COWLES FOUNDATION FOR RESEARCH IN
ECONOMICS Box 208281
COWLES FOUNDATION DISCUSSION PAPER NO. 1644 Semiparametric Efficiency in GMM Models of Nonclassical Measurement
Errors, Xiaohong Chen, Han Hong, and Alessandro Tarozzi March 2008 We study semiparametric efficiency bounds and efficient estimation of parameters
defined through general nonlinear, possibly non-smooth and over-identified moment
restrictions, where the sampling information consists of a primary sample and an auxiliary
sample. The variables of interest in the moment conditions are not directly observable in
the primary data set, but the primary data set contains proxy variables which are
correlated with the variables of interest. The auxiliary data set contains information
about the conditional distribution of the variables of interest given the proxy variables.
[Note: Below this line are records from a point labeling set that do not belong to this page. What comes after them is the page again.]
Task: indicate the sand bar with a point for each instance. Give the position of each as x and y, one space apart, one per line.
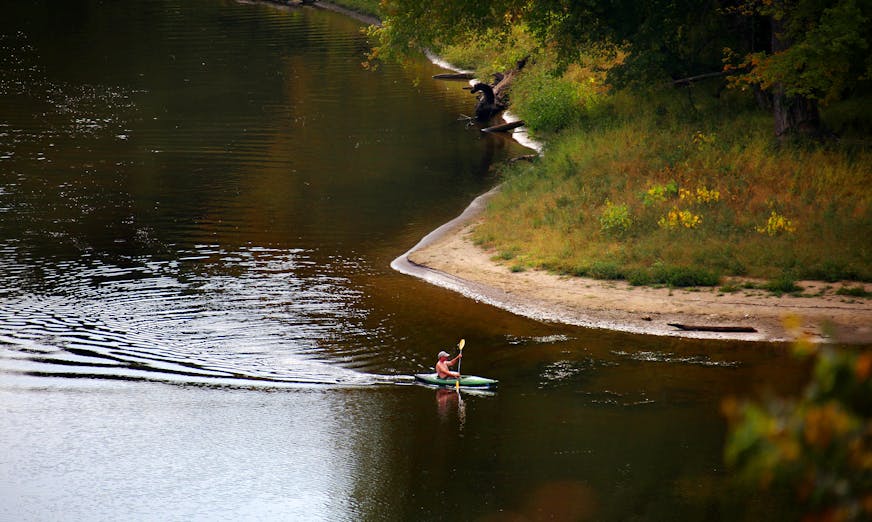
447 257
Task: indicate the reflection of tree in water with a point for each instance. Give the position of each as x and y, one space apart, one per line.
448 401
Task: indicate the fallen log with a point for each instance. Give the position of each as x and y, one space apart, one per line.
712 328
526 157
453 76
504 127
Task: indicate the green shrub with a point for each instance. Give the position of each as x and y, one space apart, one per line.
782 285
605 270
545 102
615 219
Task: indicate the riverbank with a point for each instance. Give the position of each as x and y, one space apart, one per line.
449 258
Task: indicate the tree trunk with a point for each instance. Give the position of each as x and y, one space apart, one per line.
794 115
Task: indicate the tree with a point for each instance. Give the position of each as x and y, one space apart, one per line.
818 446
818 53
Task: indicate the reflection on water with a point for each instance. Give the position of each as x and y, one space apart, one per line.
208 194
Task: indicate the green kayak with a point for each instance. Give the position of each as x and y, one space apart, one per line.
466 381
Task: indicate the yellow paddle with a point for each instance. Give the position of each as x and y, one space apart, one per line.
457 382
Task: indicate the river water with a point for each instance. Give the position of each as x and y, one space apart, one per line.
199 203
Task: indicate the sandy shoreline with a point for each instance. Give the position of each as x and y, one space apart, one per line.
448 258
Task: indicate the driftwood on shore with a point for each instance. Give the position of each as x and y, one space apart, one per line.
454 76
713 328
505 127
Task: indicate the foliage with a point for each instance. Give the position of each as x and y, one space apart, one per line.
615 219
676 218
819 445
777 224
548 103
643 153
826 48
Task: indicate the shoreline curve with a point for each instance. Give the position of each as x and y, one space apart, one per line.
447 257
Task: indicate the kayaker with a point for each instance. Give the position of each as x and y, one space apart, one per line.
442 366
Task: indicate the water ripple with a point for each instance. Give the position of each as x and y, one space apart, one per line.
186 321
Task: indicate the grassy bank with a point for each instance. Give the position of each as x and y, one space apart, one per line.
679 186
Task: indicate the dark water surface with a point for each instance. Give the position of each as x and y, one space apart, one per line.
199 202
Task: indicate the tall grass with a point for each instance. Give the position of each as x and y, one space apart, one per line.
659 188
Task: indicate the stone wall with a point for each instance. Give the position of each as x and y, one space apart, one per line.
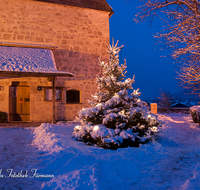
79 36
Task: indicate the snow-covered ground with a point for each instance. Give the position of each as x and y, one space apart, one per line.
170 162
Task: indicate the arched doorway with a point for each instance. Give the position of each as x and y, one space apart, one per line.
19 102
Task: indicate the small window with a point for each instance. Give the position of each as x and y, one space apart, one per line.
48 94
72 96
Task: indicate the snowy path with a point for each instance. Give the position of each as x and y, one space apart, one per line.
181 166
17 154
172 162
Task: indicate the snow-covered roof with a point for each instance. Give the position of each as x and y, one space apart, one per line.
28 61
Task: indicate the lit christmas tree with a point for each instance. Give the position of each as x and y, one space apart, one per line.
116 119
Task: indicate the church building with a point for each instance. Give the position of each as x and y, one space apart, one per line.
49 56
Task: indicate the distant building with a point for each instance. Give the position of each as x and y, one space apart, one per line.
46 40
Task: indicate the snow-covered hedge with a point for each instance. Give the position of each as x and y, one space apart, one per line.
194 113
121 121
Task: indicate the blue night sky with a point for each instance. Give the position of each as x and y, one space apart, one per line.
152 72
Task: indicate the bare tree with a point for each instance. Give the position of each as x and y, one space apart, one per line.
189 76
181 33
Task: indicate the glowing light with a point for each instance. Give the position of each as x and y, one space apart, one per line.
96 127
78 127
154 128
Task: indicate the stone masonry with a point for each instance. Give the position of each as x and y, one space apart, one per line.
79 36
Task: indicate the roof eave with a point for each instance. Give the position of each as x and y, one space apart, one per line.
34 74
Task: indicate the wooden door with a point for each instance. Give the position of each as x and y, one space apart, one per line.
20 103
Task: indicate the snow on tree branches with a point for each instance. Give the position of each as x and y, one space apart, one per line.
116 118
113 75
181 32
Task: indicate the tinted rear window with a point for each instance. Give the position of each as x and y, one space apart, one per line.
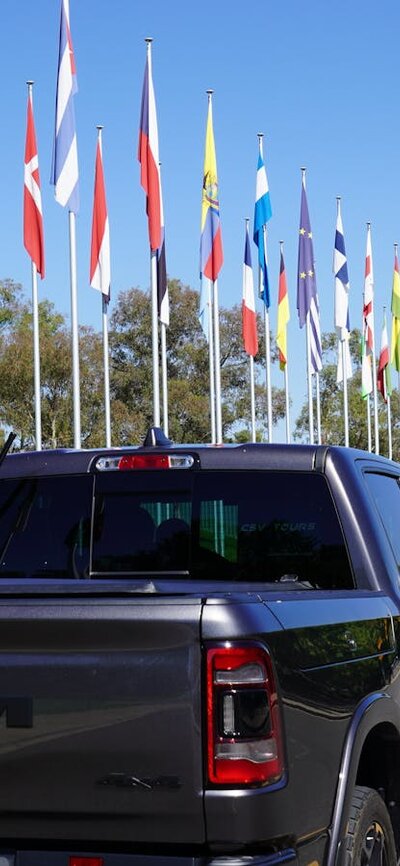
258 527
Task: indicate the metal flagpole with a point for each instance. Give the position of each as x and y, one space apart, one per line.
369 423
309 382
154 337
164 376
211 360
267 345
36 349
318 401
107 413
252 400
217 365
345 393
74 332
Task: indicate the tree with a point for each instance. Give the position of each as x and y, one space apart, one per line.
332 425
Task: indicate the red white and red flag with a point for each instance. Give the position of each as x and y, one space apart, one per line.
148 156
249 317
33 218
100 270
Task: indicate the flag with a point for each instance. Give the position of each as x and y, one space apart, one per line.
307 295
211 255
148 156
249 318
262 213
342 319
33 218
283 315
384 381
366 367
100 275
162 284
64 172
369 296
395 359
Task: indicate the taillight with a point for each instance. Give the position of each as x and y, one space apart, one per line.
243 717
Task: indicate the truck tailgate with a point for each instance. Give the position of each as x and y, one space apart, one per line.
100 725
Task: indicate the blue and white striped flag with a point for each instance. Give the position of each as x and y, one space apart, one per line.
262 213
307 295
342 316
64 171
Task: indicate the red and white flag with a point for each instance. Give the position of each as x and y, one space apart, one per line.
148 156
100 271
249 318
33 218
369 296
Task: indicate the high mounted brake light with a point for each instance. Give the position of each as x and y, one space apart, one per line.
145 461
243 717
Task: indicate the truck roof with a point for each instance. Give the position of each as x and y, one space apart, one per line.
241 457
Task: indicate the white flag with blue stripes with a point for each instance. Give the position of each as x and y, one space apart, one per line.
64 172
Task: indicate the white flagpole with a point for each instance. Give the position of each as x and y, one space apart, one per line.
318 401
344 365
74 332
267 346
345 395
369 422
154 338
36 349
107 413
164 376
309 382
217 365
252 400
211 360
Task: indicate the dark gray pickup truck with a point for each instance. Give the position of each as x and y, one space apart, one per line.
199 657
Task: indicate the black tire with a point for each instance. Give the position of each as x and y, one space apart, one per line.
369 839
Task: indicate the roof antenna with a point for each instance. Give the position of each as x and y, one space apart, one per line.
155 438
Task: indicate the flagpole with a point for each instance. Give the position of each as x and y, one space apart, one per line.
164 376
35 323
252 399
107 413
211 360
74 331
318 401
106 367
344 361
267 349
374 382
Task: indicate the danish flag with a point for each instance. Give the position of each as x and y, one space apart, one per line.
33 218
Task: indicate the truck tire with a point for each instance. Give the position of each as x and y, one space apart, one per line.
369 839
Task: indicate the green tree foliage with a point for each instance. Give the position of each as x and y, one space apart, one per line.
130 372
331 398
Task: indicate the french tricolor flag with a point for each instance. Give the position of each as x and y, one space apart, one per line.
249 318
148 155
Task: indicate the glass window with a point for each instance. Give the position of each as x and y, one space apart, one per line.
45 527
239 526
385 492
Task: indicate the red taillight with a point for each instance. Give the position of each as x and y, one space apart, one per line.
243 717
144 461
85 861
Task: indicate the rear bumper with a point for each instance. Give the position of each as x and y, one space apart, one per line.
287 857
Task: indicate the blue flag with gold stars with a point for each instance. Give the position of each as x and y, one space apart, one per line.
307 295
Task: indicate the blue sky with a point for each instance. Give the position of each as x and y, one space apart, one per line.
320 80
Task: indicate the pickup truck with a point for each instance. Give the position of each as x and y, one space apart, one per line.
199 656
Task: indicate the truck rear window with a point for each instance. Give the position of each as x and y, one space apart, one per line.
262 527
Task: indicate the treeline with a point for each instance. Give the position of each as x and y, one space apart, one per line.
131 377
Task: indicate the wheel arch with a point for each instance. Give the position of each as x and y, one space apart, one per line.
375 725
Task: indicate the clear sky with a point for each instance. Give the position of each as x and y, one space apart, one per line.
319 79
Identification is achieved by the assumption that this conditional distribution is the
same in both the primary and auxiliary data sets. We provide semiparametric efficiency
bounds for both the "verify-out-of-sample" case, where the two samples are
independent, and the "verify-in-sample" case, where the auxiliary sample is a
subset of the primary sample; and the bounds are derived when the propensity score is
unknown, or known, or belongs to a correctly specified parametric family. These efficiency
variance bounds indicate that the propensity score is ancillary for the
"verify-in-sample" case, but is not ancillary for the
"verify-out-of-sample" case. We show that sieve conditional expectation
projection based GMM estimators achieve the semiparametric efficiency bounds for all the
above mentioned cases, and establish their asymptotic efficiency under mild regularity
conditions. Although inverse probability weighting based GMM estimators are also shown to
be semiparametrically efficient, they need stronger regularity conditions and clever
combinations of nonparametric and parametric estimates of the propensity score to achieve
the efficiency bounds for various cases. Our results contribute to the literature on
non-classical measurement error models, missing data and treatment effects. |